I have some very intelligent, kind, thoughtful friends who are absolutely opposed to universal health coverage.  Their arguments are sound and logical.  And I disagree with them wholeheartedly.

During my training to work as a waitress at a local pub in Charlottesville, the owner told us, “In my ideal world, everyone would have to work at least one year of his/her life as a server.  What you learn about others, about yourself, about what it means to be at the service of others–it’s invaluable.”

In my ideal world, everyone would spend at least one night meeting and interviewing patients in the PEEC, the place where patients who presented to the Emergency Department with possible psychiatric problems are evaluated for admission.  In what world would it be better for society for these patients to not have health care coverage?  In which the alone schizophrenic woman who is beaten and raped, and almost smothers her infant child during a period of postpartum psychosis (like one of my patients), is denied treatment for her condition?

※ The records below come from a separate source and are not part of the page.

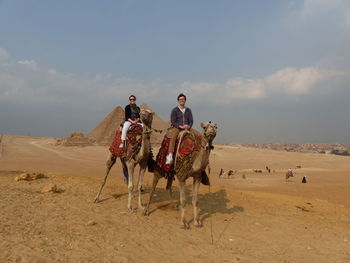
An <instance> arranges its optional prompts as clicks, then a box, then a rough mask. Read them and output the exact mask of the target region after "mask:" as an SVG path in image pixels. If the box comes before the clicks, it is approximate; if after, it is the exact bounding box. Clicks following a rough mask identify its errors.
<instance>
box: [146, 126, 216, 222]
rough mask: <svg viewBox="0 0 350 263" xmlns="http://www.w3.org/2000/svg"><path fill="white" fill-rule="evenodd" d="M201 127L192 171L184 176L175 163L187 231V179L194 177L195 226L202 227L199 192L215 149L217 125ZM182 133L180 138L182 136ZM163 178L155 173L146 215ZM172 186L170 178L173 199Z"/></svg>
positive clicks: (182, 217)
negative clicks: (212, 149) (214, 142)
mask: <svg viewBox="0 0 350 263" xmlns="http://www.w3.org/2000/svg"><path fill="white" fill-rule="evenodd" d="M201 127H202V129H203V136H202V138H201V147H200V150H199V152H198V153H197V154H196V155H194V156H193V157H192V158H193V159H192V160H191V163H192V169H191V170H190V171H188V173H187V174H186V175H185V176H182V175H180V173H179V170H180V167H179V166H176V163H175V175H176V178H177V179H178V181H179V187H180V204H181V227H182V228H185V229H186V228H188V227H189V226H188V223H187V222H186V221H185V206H186V195H185V185H186V179H188V178H189V177H193V193H192V205H193V214H194V225H195V226H197V227H200V226H202V223H201V221H200V220H199V213H198V191H199V185H200V183H201V180H202V174H203V172H204V171H205V169H206V168H207V166H208V164H209V156H210V151H211V149H213V148H214V147H213V146H212V141H213V140H214V138H215V136H216V132H217V125H216V123H211V122H205V123H201ZM186 132H187V131H182V132H181V133H186ZM181 133H180V135H179V136H181V135H182V134H181ZM161 177H162V176H161V175H159V174H158V173H157V172H155V173H154V177H153V185H152V189H151V193H150V197H149V200H148V203H147V205H146V209H145V211H144V215H149V205H150V203H151V200H152V197H153V193H154V190H155V188H156V186H157V183H158V180H159V179H160V178H161ZM171 184H172V179H169V177H168V183H167V189H168V192H169V195H170V197H171Z"/></svg>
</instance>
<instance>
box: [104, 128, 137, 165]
mask: <svg viewBox="0 0 350 263" xmlns="http://www.w3.org/2000/svg"><path fill="white" fill-rule="evenodd" d="M142 131H143V128H142V126H141V125H140V124H132V125H131V126H130V128H129V130H128V133H127V135H126V137H127V140H126V146H125V147H124V148H119V145H120V144H121V143H122V140H121V131H119V130H117V131H116V132H115V136H114V140H113V142H112V144H111V146H110V147H109V151H110V152H111V153H112V154H113V155H115V156H118V157H122V158H126V160H129V159H130V158H132V157H133V156H134V155H135V154H137V153H138V152H139V151H140V149H141V142H142Z"/></svg>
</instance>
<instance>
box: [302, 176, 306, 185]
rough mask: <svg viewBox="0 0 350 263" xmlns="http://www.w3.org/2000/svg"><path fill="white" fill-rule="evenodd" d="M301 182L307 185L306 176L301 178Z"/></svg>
mask: <svg viewBox="0 0 350 263" xmlns="http://www.w3.org/2000/svg"><path fill="white" fill-rule="evenodd" d="M301 182H302V183H303V184H306V183H307V178H306V176H303V180H301Z"/></svg>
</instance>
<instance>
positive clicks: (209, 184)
mask: <svg viewBox="0 0 350 263" xmlns="http://www.w3.org/2000/svg"><path fill="white" fill-rule="evenodd" d="M201 183H202V184H204V185H210V180H209V177H208V175H207V173H206V171H203V172H202V174H201Z"/></svg>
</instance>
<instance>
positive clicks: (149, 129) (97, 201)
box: [94, 109, 154, 211]
mask: <svg viewBox="0 0 350 263" xmlns="http://www.w3.org/2000/svg"><path fill="white" fill-rule="evenodd" d="M153 114H154V113H153V112H151V111H150V110H147V109H141V112H140V119H141V121H142V123H143V132H142V144H141V149H140V151H139V152H138V153H136V154H135V155H134V156H133V157H132V158H130V159H129V160H127V161H124V160H123V159H121V162H122V163H123V165H125V166H126V168H127V170H128V190H129V197H128V209H129V211H133V209H132V206H131V199H132V191H133V188H134V170H135V167H136V165H139V166H140V171H139V177H138V182H137V189H138V206H139V208H144V206H143V205H142V200H141V186H142V180H143V175H144V173H145V171H146V168H147V163H148V158H149V156H150V152H151V140H150V134H151V132H152V120H153ZM116 160H117V157H116V156H115V155H113V154H111V153H110V155H109V157H108V160H107V162H106V171H105V175H104V177H103V180H102V184H101V187H100V190H99V192H98V194H97V196H96V198H95V200H94V202H95V203H97V202H99V197H100V194H101V192H102V189H103V187H104V185H105V183H106V180H107V177H108V174H109V172H110V170H111V168H112V166H113V165H114V164H115V162H116Z"/></svg>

The drift hypothesis is an argument that mental illness causes one to have a downward shift in social class that often, in turn, exacerbates the problem and causes further drift and isolation.  A famous, albeit controversial, study by E. M. Goldberg and S. L. Morrison examined the relationship between schizophrenia and social class.  It determined that there was a strong association between schizophrenia and a lower social class.  However, the social class in which the participants were raised was found to be similar to that of the general population.  Schizophrenia led to a fall in social class, rather than the reverse.

The vast majority of my patients are either without health insurance entirely or on medicaid.  Medicaid provides some assistance, for sure, but it’s still disheartening to put these young men and women on second-line antipsychotics that are going to leave them with irreversible side affects later in life because the first-line drugs are outside their coverage.

Just a piece of the argument…a far stretch from completely thought out on my end.